In der Petrischale nach Porz
Die Bahn fährt ein, und im Gekreisch von Metall auf Metall, das vom Gleis emporsteigt, meine ich zu hören: The magical mystery tour is coming to take you away. Das sangen die Heizpilze vom Swimmingpool... ach, Quatsch: die Pilzköpfe von Liverpool. Ich bin schon ganz durcheinander. Der Song gilt als LSD-Hymne, aber vielleicht dachten die Beatles auch an die KVB. Psychedelic — auf dem Kunstmarkt längst ausgemustert — steht in Bussen und Bahnen offenbar hoch im Kurs. Wie wurde mir doch so ganz anders, als ich zum ersten Mal die Stoffbezüge der Sitze betrachtete. Der Begriff »Stoff-Bezug« bekam einen ganz neuen Sinn. Diese Bezüge sind Rauschgift. Wer länger darauf blickt, kommt auf einen Horror-Trip. Es ist ein Wimmeln, das an Gewürm erinnert oder an den Blick durchs Mikroskop auf einen schwerwiegenden bakteriellen Befall. Wer auf diesen Sitzen Platz nimmt, gondelt gewissermaßen in einer textilen Petrischale nach Porz-Mitte oder womöglich gleich ins Wolkenkuckucksheim, wo Alice hinter den Spiegeln ihr Kaninchen füttert. Magic Carpet Ride 2017.

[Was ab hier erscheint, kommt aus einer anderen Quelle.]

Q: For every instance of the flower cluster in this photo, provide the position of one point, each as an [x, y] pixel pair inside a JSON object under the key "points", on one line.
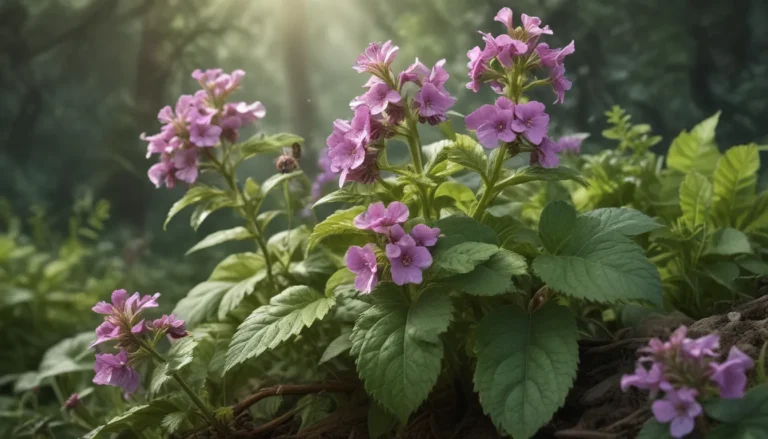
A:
{"points": [[517, 51], [407, 252], [123, 323], [684, 370], [380, 112], [198, 121]]}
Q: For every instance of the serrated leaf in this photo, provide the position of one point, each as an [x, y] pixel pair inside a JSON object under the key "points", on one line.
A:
{"points": [[202, 301], [265, 144], [286, 315], [468, 153], [340, 223], [398, 347], [216, 238], [690, 153], [728, 242], [628, 222], [492, 277], [597, 265], [537, 173], [235, 295], [735, 183], [696, 199], [272, 182], [193, 195], [525, 365], [463, 257], [336, 347]]}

Warum überhaupt Stoff-Bezüge in Bussen und Bahnen? Haben höhere Wesen dies den Vorstandsvorsitzenden der Verkehrsunternehmen eingeflüstert? War es der klandestin agierende Lobbyverband der Hausstaubmilben, der Einfluss nahm? Warum wird der Hartplastik-Schalensitz verschmäht? Und wenn man ihn sieht, was bedeuten dann die mysteriösen Rippenmuster, die seiner Lehne eingeprägt sind?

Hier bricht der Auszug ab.